Para esta Sonografía viajaremos a 1997, cuando Tupac ya no estaba aquí, pero seguía hablando desde las bocinas. El rap vivía una época de heridas abiertas: las costas se disputaban el territorio, los nombres pesaban más que las canciones y la muerte de Tupac todavía era demasiado reciente para entenderla. En medio de ese ruido apareció “Do for Love”, y resultó extraño escuchar al hombre que podía escupir furia contra el mundo hablando, casi en secreto, de una mujer de la que no consigue desprenderse.
Porque esta no es una canción de amor. Es una canción sobre la humillación de necesitar a alguien.
Desde los primeros segundos, el sonido engaña. Hay una melodía suave, casi luminosa, tomada de “What You Won’t Do for Love”, de Bobby Caldwell. Parece música para bajar la guardia. Pero entonces entra Tupac y la dulzura se vuelve otra cosa. Su voz tiene esa aspereza que no necesita volumen para lastimar. No está interpretando al tipo duro. Está contando lo que le pasa cuando ese tipo duro se queda solo.
Hay una frase que lo desnuda: “I can’t lie” (no puedo mentir). Y eso es justamente lo que hace durante toda la canción: admitir que sabe que algo le hace daño y, aun así, vuelve. No hay una gran declaración romántica. Hay contradicción. Hay orgullo peleándose con deseo. Hay alguien que reconoce el golpe, pero todavía estira la mano hacia quien lo golpeó.
Y quizá ahí está lo más humano de Tupac: no intenta quedar bien consigo mismo.
En otros temas podía convertir la rabia en un arma. Aquí la rabia se le regresa. Se escucha en la manera en que corta las frases, en cómo parece hablarle a alguien que ya conoce demasiado bien sus debilidades. El rap deja de ser una demostración de fuerza y se convierte en una conversación que probablemente nadie debería escuchar.
Por eso la melodía de Caldwell funciona tan bien. Esa música bonita debajo de una historia incómoda. Como si la canción se negara a decirte cómo sentirte. Como si por encima todo estuviera en calma mientras por dentro alguien está haciendo cuentas: cuánto perdoné, cuánto cedí, cuánto de mí dejé ahí.
“Do for Love” pregunta hasta dónde somos capaces de llegar por amor. Tupac responde sin dar una respuesta limpia. A veces hacemos cosas que juramos que nunca haríamos. A veces sabemos exactamente dónde está la puerta y preferimos no cruzarla.
Y escuchada hoy tiene una capa que en 1997 nadie podía conocer.
El pasado 31 de agosto, casi treinta años después del asesinato de Tupac, un jurado declaró culpable a Duane “Keffe D” Davis por su participación en el crimen. La noticia cerró, al menos judicialmente, una historia que llevaba décadas abierta. Y después de eso resulta imposible no volver a escuchar esta canción de otra manera.
Pero no porque “Do for Love” sea una despedida. No lo es.

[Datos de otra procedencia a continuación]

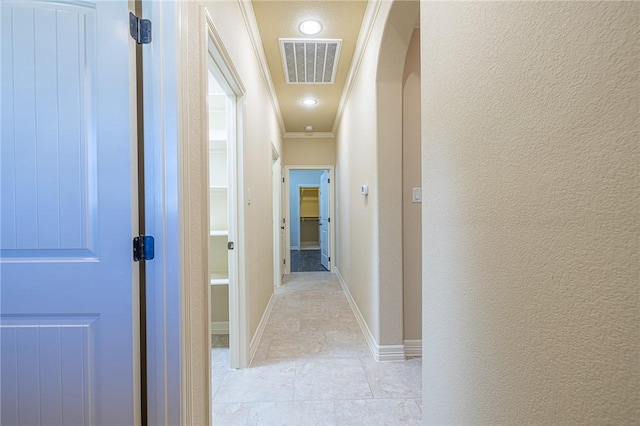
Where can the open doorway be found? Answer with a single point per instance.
(225, 287)
(309, 216)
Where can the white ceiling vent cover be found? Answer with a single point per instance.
(310, 61)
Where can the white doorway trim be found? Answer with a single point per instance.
(287, 211)
(276, 189)
(238, 327)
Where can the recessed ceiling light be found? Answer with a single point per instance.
(310, 27)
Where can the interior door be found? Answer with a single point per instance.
(68, 287)
(324, 223)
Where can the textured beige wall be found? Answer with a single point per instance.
(219, 303)
(356, 165)
(260, 130)
(411, 178)
(370, 228)
(531, 216)
(309, 152)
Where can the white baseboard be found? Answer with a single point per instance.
(220, 327)
(413, 348)
(379, 352)
(255, 340)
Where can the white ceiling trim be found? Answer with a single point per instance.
(310, 135)
(370, 15)
(254, 34)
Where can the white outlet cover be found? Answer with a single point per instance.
(416, 195)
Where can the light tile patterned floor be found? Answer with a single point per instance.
(313, 367)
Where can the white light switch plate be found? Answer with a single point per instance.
(417, 195)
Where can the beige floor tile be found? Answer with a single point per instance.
(272, 382)
(229, 414)
(378, 412)
(297, 413)
(298, 345)
(326, 378)
(395, 379)
(313, 366)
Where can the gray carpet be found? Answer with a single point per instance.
(306, 261)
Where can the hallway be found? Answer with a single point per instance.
(313, 367)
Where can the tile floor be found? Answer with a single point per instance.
(313, 367)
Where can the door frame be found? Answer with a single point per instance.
(287, 211)
(238, 325)
(276, 191)
(300, 186)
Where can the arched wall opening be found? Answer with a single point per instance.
(403, 18)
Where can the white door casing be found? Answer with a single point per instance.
(69, 211)
(276, 179)
(325, 252)
(287, 209)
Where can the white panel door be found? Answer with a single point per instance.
(68, 290)
(325, 253)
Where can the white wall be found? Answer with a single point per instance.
(297, 178)
(531, 218)
(309, 151)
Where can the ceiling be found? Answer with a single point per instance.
(280, 19)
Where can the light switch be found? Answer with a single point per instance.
(417, 195)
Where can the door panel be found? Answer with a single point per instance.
(324, 221)
(67, 324)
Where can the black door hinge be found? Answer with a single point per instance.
(143, 248)
(140, 29)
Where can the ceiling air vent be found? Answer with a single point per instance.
(308, 61)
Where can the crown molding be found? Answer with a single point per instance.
(309, 135)
(370, 15)
(251, 24)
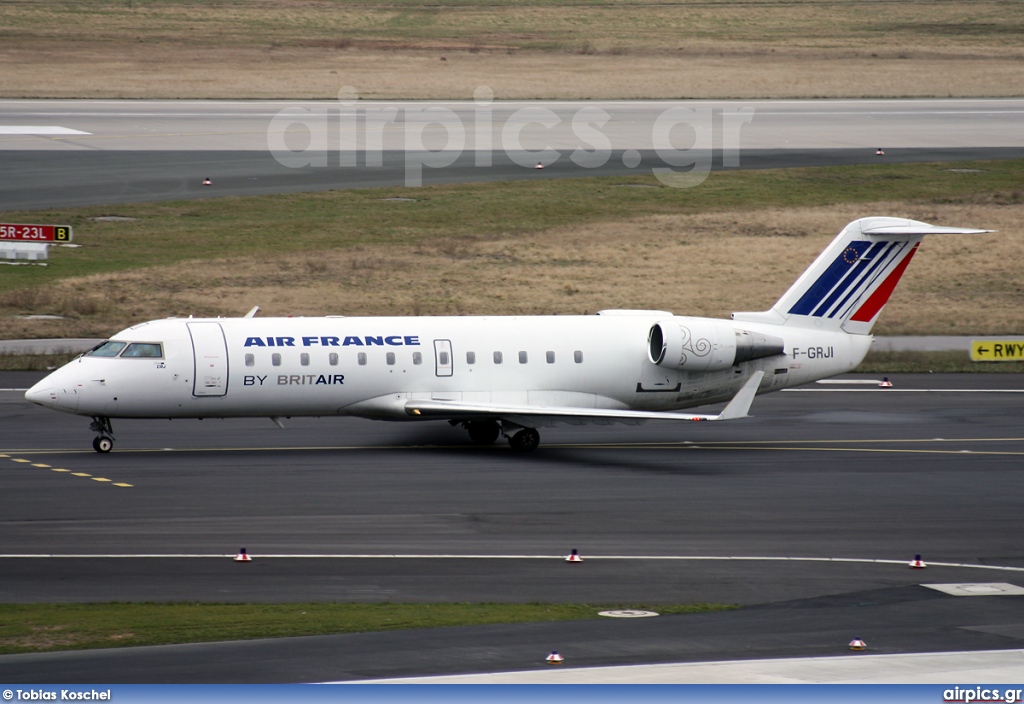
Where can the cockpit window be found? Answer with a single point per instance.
(143, 349)
(111, 348)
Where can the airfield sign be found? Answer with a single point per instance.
(997, 350)
(36, 233)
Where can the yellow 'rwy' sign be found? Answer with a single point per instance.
(997, 350)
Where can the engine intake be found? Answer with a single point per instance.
(707, 345)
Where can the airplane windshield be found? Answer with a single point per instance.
(114, 348)
(111, 348)
(142, 349)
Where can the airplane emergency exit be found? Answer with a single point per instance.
(501, 376)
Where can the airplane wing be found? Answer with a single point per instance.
(736, 408)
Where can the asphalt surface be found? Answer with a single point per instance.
(837, 475)
(111, 151)
(842, 473)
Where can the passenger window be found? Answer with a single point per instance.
(143, 349)
(107, 349)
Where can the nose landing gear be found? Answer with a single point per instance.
(104, 441)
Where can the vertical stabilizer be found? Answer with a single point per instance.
(850, 282)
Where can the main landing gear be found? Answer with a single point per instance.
(104, 441)
(525, 440)
(485, 432)
(482, 432)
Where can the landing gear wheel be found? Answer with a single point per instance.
(482, 432)
(525, 440)
(104, 441)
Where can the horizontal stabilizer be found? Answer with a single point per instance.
(849, 283)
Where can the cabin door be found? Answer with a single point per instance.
(210, 351)
(442, 357)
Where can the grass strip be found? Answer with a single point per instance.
(42, 627)
(265, 226)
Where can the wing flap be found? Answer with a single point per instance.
(736, 408)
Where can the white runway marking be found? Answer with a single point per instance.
(590, 558)
(41, 129)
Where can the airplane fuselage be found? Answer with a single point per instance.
(371, 366)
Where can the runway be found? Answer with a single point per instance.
(856, 478)
(805, 515)
(60, 154)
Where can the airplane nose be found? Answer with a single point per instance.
(42, 393)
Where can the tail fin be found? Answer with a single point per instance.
(849, 282)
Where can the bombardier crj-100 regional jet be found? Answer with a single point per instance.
(497, 376)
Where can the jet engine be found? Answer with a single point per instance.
(707, 345)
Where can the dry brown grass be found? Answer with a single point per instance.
(412, 49)
(709, 264)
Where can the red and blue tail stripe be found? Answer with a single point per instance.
(848, 277)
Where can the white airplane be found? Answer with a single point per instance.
(497, 376)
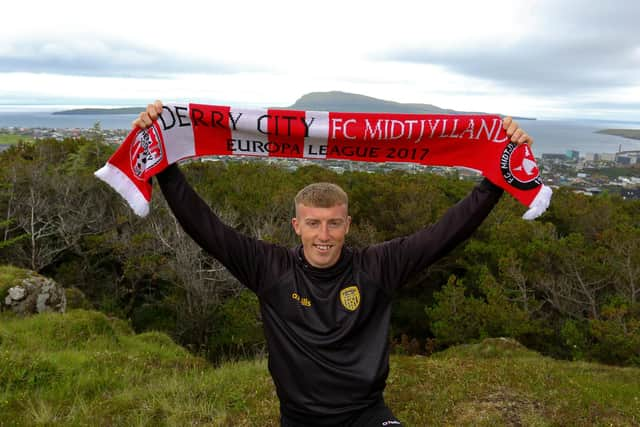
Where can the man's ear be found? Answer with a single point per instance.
(296, 225)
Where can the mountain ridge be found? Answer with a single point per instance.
(336, 101)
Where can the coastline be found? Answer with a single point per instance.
(624, 133)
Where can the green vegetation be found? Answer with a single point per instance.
(625, 133)
(565, 285)
(84, 368)
(12, 138)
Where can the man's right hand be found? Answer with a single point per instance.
(145, 118)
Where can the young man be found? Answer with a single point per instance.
(326, 307)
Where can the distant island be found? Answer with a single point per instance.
(625, 133)
(82, 111)
(321, 101)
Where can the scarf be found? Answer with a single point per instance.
(477, 142)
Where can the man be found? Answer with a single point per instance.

Lo que cambia es nuestra manera de escuchar esa voz.
Tupac murió convertido en símbolo. Aquí, en cambio, todavía se escucha al hombre: confundido, orgulloso, vulnerable, incapaz de dejar ir.
Y tal vez esa sea la herida más profunda de esta canción: que detrás de una de las voces más furiosas del rap había un hombre que, cuando hablaba de amor, no tenía ninguna armadura.